The treatment was hell for us and agony for him. He wasn't getting better. He lost weight, stopped eating, and I had to beg our vet to at least give him something stronger than Tramadol for pain. They invited me to come to the clinic and learn how to inject a cat with something called Buprenorphine. A very nice person taught me how, and said she would send me home with two vials and a bag of syringes to get him through a couple of weeks.
While we waited for this prescription to be filled, I noticed another tech on duty talking in the back of the office in a low, surreptitious and clearly angry manner to the girl who had just helped me. After 20 minutes of arguing, the secretary brought out a bag filled with sterile needles, syringes, and vials with treat samples and such. The Buprenorphine cost us $131.

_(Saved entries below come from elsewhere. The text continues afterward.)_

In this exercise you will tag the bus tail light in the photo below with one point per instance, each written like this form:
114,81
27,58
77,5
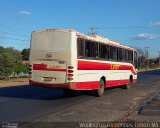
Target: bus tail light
70,72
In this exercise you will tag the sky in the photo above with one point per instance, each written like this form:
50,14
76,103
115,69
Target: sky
133,23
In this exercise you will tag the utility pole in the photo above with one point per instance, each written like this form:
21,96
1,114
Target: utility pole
147,56
159,58
93,31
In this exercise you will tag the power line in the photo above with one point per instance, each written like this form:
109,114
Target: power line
16,34
12,38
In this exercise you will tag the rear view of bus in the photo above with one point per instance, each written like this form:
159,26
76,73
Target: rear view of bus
50,54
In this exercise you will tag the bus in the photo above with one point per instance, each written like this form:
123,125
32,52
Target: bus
70,60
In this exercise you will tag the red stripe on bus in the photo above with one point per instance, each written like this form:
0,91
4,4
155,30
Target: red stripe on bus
92,85
43,67
88,65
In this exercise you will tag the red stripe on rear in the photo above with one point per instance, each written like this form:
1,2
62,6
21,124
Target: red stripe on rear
88,65
43,67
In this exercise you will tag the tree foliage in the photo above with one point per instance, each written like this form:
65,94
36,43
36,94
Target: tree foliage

Imagine my surprise when I opened the bag and found they had sold us not two, but ONE 2/3 empty, used vial of this stuff. I had told them money was no object, but this was ridiculous. The bottle was unmarked and had fingerprints on it. It had no effect on my cat. The tech who showed me how to inject told me specifically that this medicie has a very bitter taste. When I saw that it wasn't helping my cat's pain, I put a drop in his mouth. He clearly didn't mind the taste, so I tasted a drop. It was WATER!!!
I immediately informed the clinic about this, but the vet never called me back. The person who answered the phone admitted that it was a used vial, but that was all she would say. By that point both my husband and I were suspicious that the pain meds at that clinic were being absorbed by humans, not cats.
So, our beloved, poor little guy who had been the light of our lives died. My husband called to let them know. A secretary sent us a form e-mail letter expressing sympathy. Obviously the vet was too busy (or worried about malpractice) to do so. Her name wasn't even on the letterhead.
Lesson: If your cat starts trying to get your attention in ways that he never has before, take him to the best vet available. Be aggressive about pain management. Our kitty tried so hard to tell us he was hurting long before we took him to be examined. I will never forget the look in his eyes when he was dying. This experience will haunt me for the rest of my life.